We've told you before about technology being developed to help the visually impaired do away with the traditional white cane. Using much of the same approach, with the exception of a few tweaks, a group of engineering researchers from he University of Southern California (USC) have thrown their hat in the ring in pursuit of creating a new set of "eyes" for the visually impaired.
Using a helmet-mounted camera and software linked to to a guide vest, the team's efforts lets wearers "see" their surroundings through tactile feedback.
"There are many limitations to canes for the visually impaired, from low hanging branches to large objects," says Gerard Medioni in a USC press release. Medioni is professor in the Institute for Robotics and Intelligent Systems at USC Viterbi.
"We wanted to build an effective system that would provide new opportunities for the visually impaired," he says.
Developed by Medioni and his colleagues, the system's helmet-mounted binocular camera captures images that are wirelessly sent to a computer where Simultaneous Localization and Mapping (SLAM) software builds a 3-D map of the environment. To identify a safe path around obstacles, route information is relayed to wearers of a guide vest.
Four small motors built into the shoulder and waist of the vest produce vibrations to safely steers users away from potential hazards.
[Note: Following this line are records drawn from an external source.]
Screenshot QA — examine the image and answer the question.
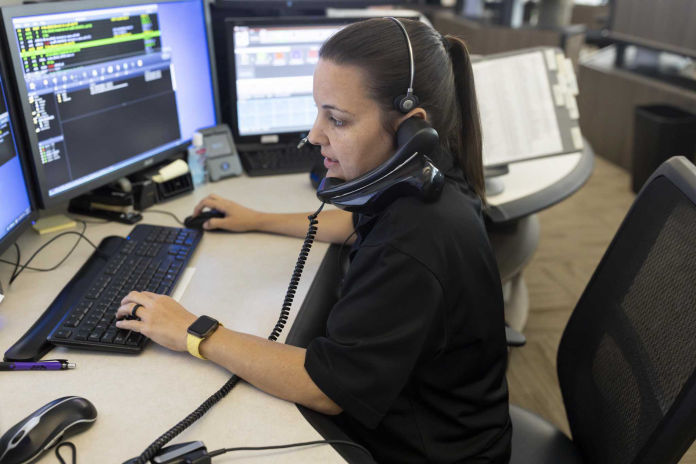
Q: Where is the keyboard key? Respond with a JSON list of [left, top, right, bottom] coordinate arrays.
[[126, 332, 143, 346], [114, 329, 128, 345], [54, 328, 72, 338]]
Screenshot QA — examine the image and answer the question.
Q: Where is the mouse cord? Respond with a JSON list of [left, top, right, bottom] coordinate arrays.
[[208, 440, 374, 460], [0, 219, 98, 285], [130, 203, 325, 464], [55, 441, 77, 464], [140, 209, 184, 226]]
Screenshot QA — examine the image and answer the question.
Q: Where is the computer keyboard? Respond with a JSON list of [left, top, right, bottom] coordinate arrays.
[[239, 143, 321, 177], [5, 224, 202, 361]]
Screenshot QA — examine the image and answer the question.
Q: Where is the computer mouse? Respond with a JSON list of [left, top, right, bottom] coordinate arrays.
[[184, 209, 225, 229], [0, 396, 97, 464]]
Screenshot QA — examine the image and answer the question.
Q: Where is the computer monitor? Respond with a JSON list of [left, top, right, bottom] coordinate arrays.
[[0, 54, 36, 253], [2, 0, 218, 207], [227, 18, 355, 144]]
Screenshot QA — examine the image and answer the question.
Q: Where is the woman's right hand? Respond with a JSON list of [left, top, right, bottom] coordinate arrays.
[[193, 194, 261, 232]]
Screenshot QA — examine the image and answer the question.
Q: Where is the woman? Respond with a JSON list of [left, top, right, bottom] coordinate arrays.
[[118, 18, 511, 463]]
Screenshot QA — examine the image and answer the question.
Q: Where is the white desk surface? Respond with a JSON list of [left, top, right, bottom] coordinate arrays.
[[0, 174, 344, 463], [487, 152, 582, 206]]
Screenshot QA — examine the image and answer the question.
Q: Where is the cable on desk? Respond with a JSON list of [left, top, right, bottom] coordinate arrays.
[[141, 209, 184, 226], [0, 220, 98, 285], [135, 203, 325, 464], [55, 441, 77, 464], [208, 440, 374, 460]]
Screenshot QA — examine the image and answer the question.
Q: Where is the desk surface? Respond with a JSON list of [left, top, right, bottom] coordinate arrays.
[[0, 151, 583, 463], [0, 174, 344, 463]]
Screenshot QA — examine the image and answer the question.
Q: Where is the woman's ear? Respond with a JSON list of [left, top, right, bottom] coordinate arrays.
[[394, 107, 428, 132]]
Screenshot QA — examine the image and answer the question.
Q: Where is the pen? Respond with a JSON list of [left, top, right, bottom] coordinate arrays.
[[0, 359, 77, 371]]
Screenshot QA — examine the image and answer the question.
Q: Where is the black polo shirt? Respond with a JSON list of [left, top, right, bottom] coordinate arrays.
[[305, 161, 511, 464]]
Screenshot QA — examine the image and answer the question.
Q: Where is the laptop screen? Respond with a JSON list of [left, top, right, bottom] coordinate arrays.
[[232, 20, 344, 137]]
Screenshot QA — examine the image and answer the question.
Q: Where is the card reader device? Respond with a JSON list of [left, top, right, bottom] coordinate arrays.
[[193, 124, 242, 182]]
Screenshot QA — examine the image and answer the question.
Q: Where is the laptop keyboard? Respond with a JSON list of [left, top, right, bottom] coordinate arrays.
[[239, 143, 322, 177]]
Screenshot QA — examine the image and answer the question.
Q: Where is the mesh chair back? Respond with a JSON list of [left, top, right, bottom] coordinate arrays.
[[558, 157, 696, 464]]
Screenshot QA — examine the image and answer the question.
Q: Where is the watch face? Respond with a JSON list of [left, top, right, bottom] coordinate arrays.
[[188, 316, 218, 338]]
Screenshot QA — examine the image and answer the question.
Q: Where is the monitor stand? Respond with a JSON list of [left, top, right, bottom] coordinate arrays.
[[483, 164, 510, 196], [68, 184, 143, 224]]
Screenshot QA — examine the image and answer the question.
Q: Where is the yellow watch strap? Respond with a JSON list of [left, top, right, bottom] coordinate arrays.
[[186, 322, 223, 360]]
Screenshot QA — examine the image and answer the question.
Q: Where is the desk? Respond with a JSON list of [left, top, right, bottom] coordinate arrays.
[[486, 145, 594, 332], [0, 148, 591, 463], [0, 174, 344, 464]]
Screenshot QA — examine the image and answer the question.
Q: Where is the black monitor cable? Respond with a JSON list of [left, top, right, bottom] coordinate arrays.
[[0, 219, 99, 285], [126, 203, 334, 464]]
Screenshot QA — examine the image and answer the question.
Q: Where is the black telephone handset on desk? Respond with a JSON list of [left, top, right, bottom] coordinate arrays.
[[317, 117, 444, 213]]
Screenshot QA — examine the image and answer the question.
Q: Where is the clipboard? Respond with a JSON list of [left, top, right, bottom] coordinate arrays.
[[472, 47, 583, 170]]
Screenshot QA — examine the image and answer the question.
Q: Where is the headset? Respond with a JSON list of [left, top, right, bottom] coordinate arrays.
[[312, 18, 444, 214]]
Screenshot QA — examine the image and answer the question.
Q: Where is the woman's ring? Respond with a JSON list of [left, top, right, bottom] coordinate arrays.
[[131, 303, 143, 317]]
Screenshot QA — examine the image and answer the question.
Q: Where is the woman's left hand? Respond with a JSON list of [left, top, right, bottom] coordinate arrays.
[[116, 291, 196, 351]]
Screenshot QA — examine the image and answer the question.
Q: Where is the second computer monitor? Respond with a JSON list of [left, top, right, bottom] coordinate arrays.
[[227, 18, 355, 143], [2, 0, 217, 206]]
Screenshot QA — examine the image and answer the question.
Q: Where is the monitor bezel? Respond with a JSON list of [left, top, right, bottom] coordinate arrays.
[[0, 39, 39, 255], [0, 0, 220, 208], [225, 16, 364, 145]]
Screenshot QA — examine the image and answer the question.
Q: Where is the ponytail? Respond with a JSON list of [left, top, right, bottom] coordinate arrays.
[[443, 35, 486, 204], [319, 18, 486, 204]]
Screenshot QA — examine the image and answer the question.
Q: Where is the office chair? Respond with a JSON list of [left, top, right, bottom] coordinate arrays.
[[510, 157, 696, 464]]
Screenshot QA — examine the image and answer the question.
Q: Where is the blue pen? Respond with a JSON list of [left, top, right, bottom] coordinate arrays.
[[0, 359, 77, 371]]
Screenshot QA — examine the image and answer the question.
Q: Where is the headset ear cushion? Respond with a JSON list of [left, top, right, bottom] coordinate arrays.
[[394, 94, 419, 114]]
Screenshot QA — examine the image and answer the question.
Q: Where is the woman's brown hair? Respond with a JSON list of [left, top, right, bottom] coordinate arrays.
[[319, 18, 485, 201]]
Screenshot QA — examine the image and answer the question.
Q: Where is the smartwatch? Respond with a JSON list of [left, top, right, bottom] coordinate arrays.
[[186, 316, 222, 359]]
For example, a vibration on the right shoulder indicates an object on the upper right, such as a low tree branch. A vibration on the left waistline, for example, might indicate a park bench.
The USC team tested their prototype on visually impaired subjects at the Braille Institute and received positive feedback. They're currently looking to replace the bulky, helmet-mounted camera with a micro-camera that could potentially attach to glasses. The team is aiming to have a new system in place by the end of 2011.